Der Börsenverein des Deutschen Buchhandels – Landesverband Bayern e.V. und die Landeshauptstadt München vergeben 2019 den mit 10.000 Euro dotierten GeschwisterScholl-Preis zum 40. Mal. Sinn und Ziel des Geschwister-Scholl-Preises ist es, jährlich ein Buch jüngeren Datums auszuzeichnen, das von geistiger Unabhängigkeit zeugt und geeignet ist, bürgerliche Freiheit, moralischen, intellektuellen und ästhetischen Mut zu fördern und dem verantwortlichen Gegenwartsbewusstsein wichtige Impulse zu geben. Zu den Preisträgern zählten in den letzten Jahren unter anderem Götz Aly, Hisham Matar, Garance Le Caisne, Achille Mbembe, Glenn Greenwald, Otto Dov Kulka, Liao Yiwu, Joachim Gauck, Roberto Saviano, David Grossman und Anna Politkovskaja.
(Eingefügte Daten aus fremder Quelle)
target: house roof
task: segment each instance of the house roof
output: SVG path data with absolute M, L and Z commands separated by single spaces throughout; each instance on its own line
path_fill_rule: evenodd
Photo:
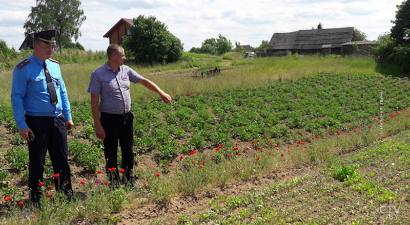
M 241 46 L 245 51 L 251 51 L 252 50 L 252 47 L 250 45 Z
M 321 49 L 323 44 L 341 48 L 341 44 L 351 41 L 353 28 L 300 30 L 289 33 L 275 33 L 272 35 L 268 50 Z
M 372 45 L 376 43 L 377 43 L 377 40 L 360 40 L 358 41 L 350 41 L 343 43 L 342 44 L 342 46 L 353 46 L 355 43 L 357 44 L 358 46 Z
M 118 21 L 117 22 L 116 24 L 115 24 L 115 25 L 114 25 L 113 26 L 113 27 L 112 27 L 111 29 L 110 29 L 109 31 L 108 31 L 107 33 L 106 33 L 106 34 L 104 34 L 104 35 L 102 36 L 102 37 L 110 37 L 110 36 L 109 36 L 109 35 L 110 34 L 110 33 L 111 33 L 111 31 L 114 30 L 114 29 L 115 28 L 115 27 L 117 26 L 118 26 L 119 24 L 119 23 L 121 22 L 121 21 L 124 21 L 124 22 L 126 22 L 127 24 L 128 24 L 131 26 L 134 25 L 134 20 L 133 20 L 132 19 L 126 19 L 125 18 L 121 18 L 121 19 L 118 20 Z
Der Geschwister-Scholl-Preis wird im Rahmen des Literaturfests München vergeben. Die Preisverleihung findet am 25. November 2019 in der Großen Aula der LudwigMaximilians-Universität statt.
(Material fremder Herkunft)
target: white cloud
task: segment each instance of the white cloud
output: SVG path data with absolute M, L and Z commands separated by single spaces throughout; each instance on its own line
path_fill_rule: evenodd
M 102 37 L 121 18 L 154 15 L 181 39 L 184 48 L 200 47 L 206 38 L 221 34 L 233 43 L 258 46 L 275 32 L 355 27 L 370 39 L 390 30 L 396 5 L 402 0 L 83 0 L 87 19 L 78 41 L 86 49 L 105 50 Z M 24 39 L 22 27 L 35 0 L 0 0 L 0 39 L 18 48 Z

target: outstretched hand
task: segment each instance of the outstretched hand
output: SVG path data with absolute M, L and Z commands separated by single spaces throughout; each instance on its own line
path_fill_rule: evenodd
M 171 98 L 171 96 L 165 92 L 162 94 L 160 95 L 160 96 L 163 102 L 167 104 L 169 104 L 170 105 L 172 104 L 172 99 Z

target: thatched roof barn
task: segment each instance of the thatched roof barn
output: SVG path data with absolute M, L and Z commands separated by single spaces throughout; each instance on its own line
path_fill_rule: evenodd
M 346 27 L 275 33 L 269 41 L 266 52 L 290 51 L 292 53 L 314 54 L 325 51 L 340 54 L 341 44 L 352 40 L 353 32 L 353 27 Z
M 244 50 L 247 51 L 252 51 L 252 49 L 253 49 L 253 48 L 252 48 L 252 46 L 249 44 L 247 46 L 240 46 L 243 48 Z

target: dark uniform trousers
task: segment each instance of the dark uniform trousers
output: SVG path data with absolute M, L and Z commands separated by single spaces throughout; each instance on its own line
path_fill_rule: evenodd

Der Fachjury unter Vorsitz des Kulturreferenten Anton Biebl und Michael Then, Vorsitzender des Börsenvereins des Deutschen Buchhandels – Landesverband Bayern e. V. gehörten 2019 an: Patrick Bahners (Frankfurter Allgemeine Zeitung), Niels Beintker (Bayerischer Rundfunk), Andreas Isenschmid (Journalist und Literaturkritiker), Dr. Michael Schmitt (ZDF), Prof. Dr. Paula-Irene Villa (LMU / Institut für Soziologie), Prof. Dr. Miriam Zadoff (NS Dokumentationszentrum München) und Sonja Zekri (Süddeutsche Zeitung). Als Vertreter des Börsenvereins Bayern sind außerdem Margit Ketterle (Verlagsgruppe Droemer Knaur), Michael Krüger (Schriftsteller und Publizist) und Thomas Rathnow (Verlagsgruppe Random House) Mitglieder der Jury, von Seiten des Stadtrats Klaus Peter Rupp (SPD), Marian Offman (SPD) und Dr. Florian Roth (Bündnis 90/Die Grünen/Rosa Liste). Beratende Mitglieder waren Dr. Hildegard Kronawitter (Weiße Rose Stiftung e. V.) sowie die Stadträtinnen Ulrike Grimm (CSU) und Dr. Constanze Söllner-Schaar (SPD).